NYT: The Election Can’t Be About Obamacare
Jeffrey H. Anderson
It is becoming increasingly clear how important it is to liberals to try to insulate Obamacare from what is shaping up as another “shellacking.” Sure, a few months after House Democrats passed Obamacare (over unanimous Republican opposition), they lost more House seats (63) while also losing control of that chamber than they had since the 1800s. And, sure, President Obama’s approval rating in Gallup’s polling, which was 67 percent shortly after he took office, has been in the 40s for 18 of the 19 quarters since his Senate allies passed Obamacare (over unanimous GOP opposition) on Christmas Eve 2009. But Obamacare can’t be to blame for any of this, can it? For if it can, that would suggest that the liberal centerpiece of an entire presidency can be repealed and replaced.
Thus, the New York Times asserts, “Republican attacks on the health care law dominated the early months of the campaign, but now have largely receded from view.” Unfortunately for the Times, this claim is false. According to Kantar Media’s Campaign Media Analysis Group (CMAG), anti-Obamacare ads have dominated GOP ad buys in October. In Senate races during the week of October 13-19,Republicans ran nearly 12,000 anti-Obamacare ads. That’s nearly twice as many as they ran on jobs/unemployment, and it’s more than they ran on immigration and international affairs combined. The top-5 issues for the GOP in Senate races for the week of October 13-19 were as follows: 1. Obamacare (nearly 12,000 ads); 2. Budget/Government Spending (nearly 9,000 ads); 3. Energy/Environment (nearly 7,000 ads); 4. Jobs/Unemployment (more than 6,000 ads); 5. Immigration (nearly 5,000 ads).
Nor was this a one-week aberration.
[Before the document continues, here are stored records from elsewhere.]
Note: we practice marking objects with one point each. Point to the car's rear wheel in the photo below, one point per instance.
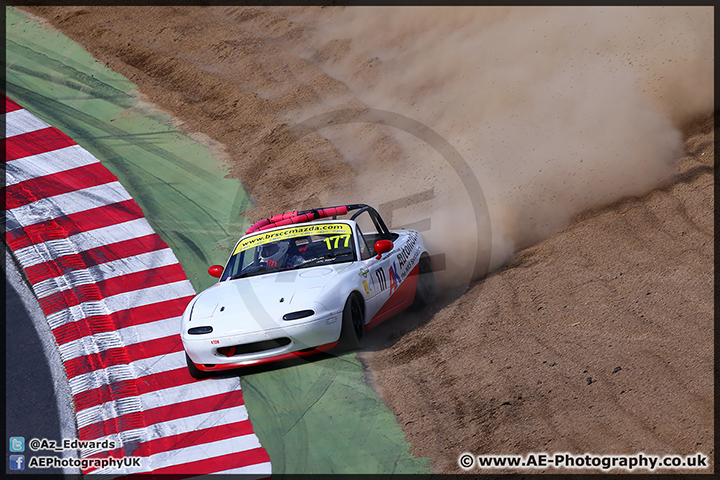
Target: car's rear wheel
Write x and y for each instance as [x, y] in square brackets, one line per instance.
[353, 327]
[194, 371]
[425, 291]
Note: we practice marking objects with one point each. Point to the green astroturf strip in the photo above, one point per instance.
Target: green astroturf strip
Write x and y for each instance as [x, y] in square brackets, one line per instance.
[313, 417]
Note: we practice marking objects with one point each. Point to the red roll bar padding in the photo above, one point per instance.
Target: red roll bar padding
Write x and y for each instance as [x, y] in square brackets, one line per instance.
[290, 218]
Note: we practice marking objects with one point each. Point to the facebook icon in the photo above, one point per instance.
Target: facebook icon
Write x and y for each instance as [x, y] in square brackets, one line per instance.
[17, 462]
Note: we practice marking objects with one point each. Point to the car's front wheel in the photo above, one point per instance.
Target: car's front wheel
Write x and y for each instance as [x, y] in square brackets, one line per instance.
[353, 327]
[194, 371]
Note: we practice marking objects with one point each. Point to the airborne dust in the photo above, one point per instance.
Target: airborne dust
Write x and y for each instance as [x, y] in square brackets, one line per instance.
[555, 110]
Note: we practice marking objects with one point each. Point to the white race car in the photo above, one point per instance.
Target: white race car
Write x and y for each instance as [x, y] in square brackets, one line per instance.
[301, 283]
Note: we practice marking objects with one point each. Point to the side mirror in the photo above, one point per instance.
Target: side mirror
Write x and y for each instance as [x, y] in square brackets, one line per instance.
[382, 246]
[216, 271]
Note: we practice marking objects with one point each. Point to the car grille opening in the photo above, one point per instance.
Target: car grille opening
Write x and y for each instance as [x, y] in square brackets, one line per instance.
[255, 347]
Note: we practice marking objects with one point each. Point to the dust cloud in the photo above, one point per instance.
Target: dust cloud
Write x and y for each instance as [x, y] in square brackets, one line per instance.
[555, 110]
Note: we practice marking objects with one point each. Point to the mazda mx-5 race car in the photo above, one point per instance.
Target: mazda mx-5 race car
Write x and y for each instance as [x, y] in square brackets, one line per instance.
[304, 282]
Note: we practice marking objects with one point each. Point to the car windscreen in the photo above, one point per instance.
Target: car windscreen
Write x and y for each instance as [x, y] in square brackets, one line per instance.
[291, 248]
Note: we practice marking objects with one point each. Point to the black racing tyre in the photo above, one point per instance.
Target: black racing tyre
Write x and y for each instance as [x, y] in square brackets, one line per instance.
[425, 291]
[194, 371]
[353, 326]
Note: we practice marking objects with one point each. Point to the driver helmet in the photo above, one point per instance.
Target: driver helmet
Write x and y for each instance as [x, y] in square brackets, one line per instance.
[274, 254]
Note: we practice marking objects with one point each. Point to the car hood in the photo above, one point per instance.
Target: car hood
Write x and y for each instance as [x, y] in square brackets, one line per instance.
[256, 303]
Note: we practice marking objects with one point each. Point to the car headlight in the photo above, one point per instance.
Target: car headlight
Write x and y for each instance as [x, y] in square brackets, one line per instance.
[298, 315]
[200, 330]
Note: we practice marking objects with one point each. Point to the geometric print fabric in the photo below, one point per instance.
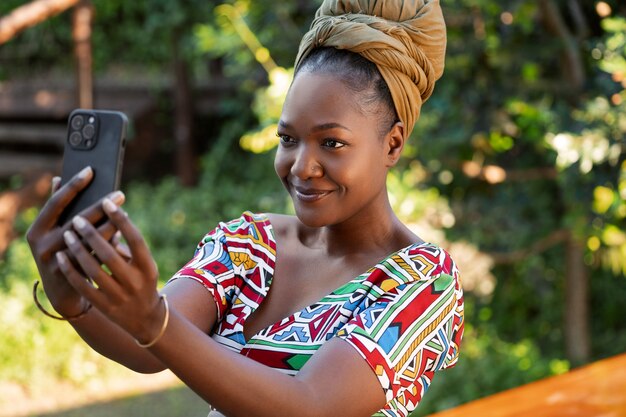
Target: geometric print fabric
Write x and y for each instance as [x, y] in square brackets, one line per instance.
[404, 316]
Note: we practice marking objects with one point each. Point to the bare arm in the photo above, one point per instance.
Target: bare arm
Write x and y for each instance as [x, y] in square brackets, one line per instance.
[335, 381]
[45, 238]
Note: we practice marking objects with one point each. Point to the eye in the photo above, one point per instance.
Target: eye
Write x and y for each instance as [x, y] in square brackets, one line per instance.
[333, 143]
[285, 139]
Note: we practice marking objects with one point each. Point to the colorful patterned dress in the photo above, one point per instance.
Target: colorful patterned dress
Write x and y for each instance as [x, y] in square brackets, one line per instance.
[404, 316]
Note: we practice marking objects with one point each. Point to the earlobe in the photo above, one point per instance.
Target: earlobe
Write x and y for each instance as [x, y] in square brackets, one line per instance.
[395, 142]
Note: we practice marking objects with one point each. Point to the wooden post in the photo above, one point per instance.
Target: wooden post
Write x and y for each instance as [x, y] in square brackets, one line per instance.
[577, 339]
[183, 116]
[81, 33]
[29, 15]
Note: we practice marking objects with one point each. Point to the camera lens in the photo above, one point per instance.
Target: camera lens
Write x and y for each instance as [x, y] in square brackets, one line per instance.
[89, 131]
[75, 139]
[77, 122]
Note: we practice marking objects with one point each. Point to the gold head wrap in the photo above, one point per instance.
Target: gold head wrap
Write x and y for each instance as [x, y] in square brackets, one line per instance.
[405, 39]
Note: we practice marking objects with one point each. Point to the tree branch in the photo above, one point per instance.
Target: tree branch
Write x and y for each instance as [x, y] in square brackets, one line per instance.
[572, 66]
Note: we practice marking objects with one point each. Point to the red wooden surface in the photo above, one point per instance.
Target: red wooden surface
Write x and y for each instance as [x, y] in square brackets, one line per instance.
[595, 390]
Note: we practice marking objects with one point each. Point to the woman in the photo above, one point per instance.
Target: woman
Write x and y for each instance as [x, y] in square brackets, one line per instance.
[339, 310]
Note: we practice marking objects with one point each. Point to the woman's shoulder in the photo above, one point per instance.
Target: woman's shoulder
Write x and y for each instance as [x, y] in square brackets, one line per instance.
[421, 261]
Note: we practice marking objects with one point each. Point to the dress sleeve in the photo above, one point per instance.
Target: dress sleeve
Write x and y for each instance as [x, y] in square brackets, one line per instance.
[408, 333]
[234, 260]
[212, 266]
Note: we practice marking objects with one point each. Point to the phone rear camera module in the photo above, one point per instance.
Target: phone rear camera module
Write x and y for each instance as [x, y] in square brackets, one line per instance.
[89, 131]
[77, 122]
[75, 139]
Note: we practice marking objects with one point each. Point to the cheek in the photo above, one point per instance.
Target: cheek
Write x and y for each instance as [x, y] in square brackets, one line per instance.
[280, 164]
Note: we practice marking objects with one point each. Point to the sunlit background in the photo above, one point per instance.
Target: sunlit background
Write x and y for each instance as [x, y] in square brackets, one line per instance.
[517, 167]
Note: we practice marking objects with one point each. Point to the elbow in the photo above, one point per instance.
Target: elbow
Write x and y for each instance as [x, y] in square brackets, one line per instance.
[144, 366]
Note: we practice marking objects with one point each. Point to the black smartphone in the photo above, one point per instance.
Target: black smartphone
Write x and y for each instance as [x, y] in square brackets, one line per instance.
[95, 138]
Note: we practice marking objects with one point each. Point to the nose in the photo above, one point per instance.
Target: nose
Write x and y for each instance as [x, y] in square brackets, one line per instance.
[306, 163]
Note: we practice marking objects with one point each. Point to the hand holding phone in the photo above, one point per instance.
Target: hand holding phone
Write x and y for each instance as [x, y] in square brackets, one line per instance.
[95, 138]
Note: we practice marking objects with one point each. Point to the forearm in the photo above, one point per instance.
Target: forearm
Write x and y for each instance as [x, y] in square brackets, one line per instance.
[112, 341]
[236, 385]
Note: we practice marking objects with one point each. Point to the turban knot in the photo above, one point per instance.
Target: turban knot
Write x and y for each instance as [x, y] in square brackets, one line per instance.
[406, 40]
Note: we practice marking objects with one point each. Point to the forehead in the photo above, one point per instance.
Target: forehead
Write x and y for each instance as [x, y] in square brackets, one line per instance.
[321, 98]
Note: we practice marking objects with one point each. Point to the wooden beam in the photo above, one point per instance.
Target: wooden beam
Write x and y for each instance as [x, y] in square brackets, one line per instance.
[29, 15]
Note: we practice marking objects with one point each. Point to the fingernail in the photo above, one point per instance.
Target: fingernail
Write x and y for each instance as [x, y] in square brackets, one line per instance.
[79, 222]
[117, 197]
[69, 237]
[109, 206]
[84, 173]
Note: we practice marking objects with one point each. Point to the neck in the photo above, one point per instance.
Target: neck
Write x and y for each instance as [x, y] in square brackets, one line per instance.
[375, 229]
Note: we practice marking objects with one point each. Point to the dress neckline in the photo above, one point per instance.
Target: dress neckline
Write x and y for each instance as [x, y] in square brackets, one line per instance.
[359, 278]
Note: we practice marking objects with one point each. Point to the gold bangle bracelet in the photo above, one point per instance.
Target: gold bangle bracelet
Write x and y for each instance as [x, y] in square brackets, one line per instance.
[163, 327]
[63, 318]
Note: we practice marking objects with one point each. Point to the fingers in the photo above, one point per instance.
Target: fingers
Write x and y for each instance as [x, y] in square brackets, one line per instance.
[56, 184]
[136, 244]
[89, 265]
[105, 252]
[53, 208]
[94, 213]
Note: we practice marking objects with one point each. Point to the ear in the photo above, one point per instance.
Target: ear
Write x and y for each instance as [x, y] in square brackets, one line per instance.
[394, 141]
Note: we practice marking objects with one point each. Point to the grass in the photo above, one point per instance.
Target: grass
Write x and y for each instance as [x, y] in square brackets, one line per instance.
[128, 394]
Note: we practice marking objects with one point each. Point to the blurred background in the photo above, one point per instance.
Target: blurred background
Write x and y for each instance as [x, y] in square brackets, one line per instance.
[517, 167]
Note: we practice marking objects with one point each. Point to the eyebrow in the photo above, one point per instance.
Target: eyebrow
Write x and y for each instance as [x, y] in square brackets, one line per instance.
[323, 126]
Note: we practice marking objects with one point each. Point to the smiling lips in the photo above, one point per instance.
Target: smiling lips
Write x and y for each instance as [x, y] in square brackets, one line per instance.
[310, 195]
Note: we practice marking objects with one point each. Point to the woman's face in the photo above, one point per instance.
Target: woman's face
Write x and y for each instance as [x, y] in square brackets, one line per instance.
[331, 157]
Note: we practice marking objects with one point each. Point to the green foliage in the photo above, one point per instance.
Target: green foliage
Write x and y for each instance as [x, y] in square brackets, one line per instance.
[174, 219]
[37, 351]
[504, 106]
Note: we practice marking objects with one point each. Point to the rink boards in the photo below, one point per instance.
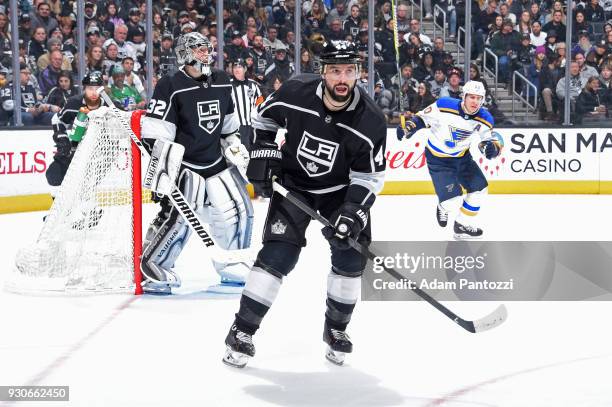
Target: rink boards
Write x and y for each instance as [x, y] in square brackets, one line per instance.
[533, 161]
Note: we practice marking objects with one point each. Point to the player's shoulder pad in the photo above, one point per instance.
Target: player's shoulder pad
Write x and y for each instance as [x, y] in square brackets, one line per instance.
[370, 120]
[305, 78]
[485, 117]
[371, 110]
[448, 104]
[298, 87]
[75, 102]
[166, 82]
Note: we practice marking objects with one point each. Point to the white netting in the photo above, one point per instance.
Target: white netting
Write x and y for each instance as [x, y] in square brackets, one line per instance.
[86, 242]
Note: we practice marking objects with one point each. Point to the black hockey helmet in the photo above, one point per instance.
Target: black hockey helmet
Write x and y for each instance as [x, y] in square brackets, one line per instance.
[93, 78]
[240, 62]
[339, 52]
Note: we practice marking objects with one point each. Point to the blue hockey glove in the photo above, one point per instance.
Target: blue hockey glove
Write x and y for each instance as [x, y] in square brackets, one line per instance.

For the week of October 6-12, Obamacare was also clearly the #1 issue for the GOP in Senate races (more than 11,000 ads), and that week Democrats in Senate races chipped in with about 500 anti-Obamacare ads of their own.
That’s a far cry from the Times’s wishful claim that “Republican attacks on the health care law … have largely receded from view.”
The highly respected Des Moines Register poll offers further evidence that Obamacare is the main issue in this election. In a state that was to the left of the nation as a whole during each of the past three presidential elections, the Register finds that Republican Joni Ernst is leading Democrat Bruce Braley by 51 to 44 percent. The #1 reason why Ernst supporters said they are voting for her is “to get one step closer to repealing Obamacare” — 30 percent gave that answer. In contrast, the desire “to elect a person who will support Obamacare, while working to make it better” was only the #5 reason why Braley supporters said they are voting for him — only 13 percent gave that answer.
It is highly unlikely that Iowa is the only state in which voters’ #1 reason for supporting the Republican senatorial candidate is their desire to repeal Obamacare.
It’s time to repeal every last word of Obamacare and replace it with a genuine conservative alternative. Of course, no matter what happens on Tuesday night, we can expect the Times to tell us that the Obamacare debate is over and that the Democrats lost for some other, unknowable, reason.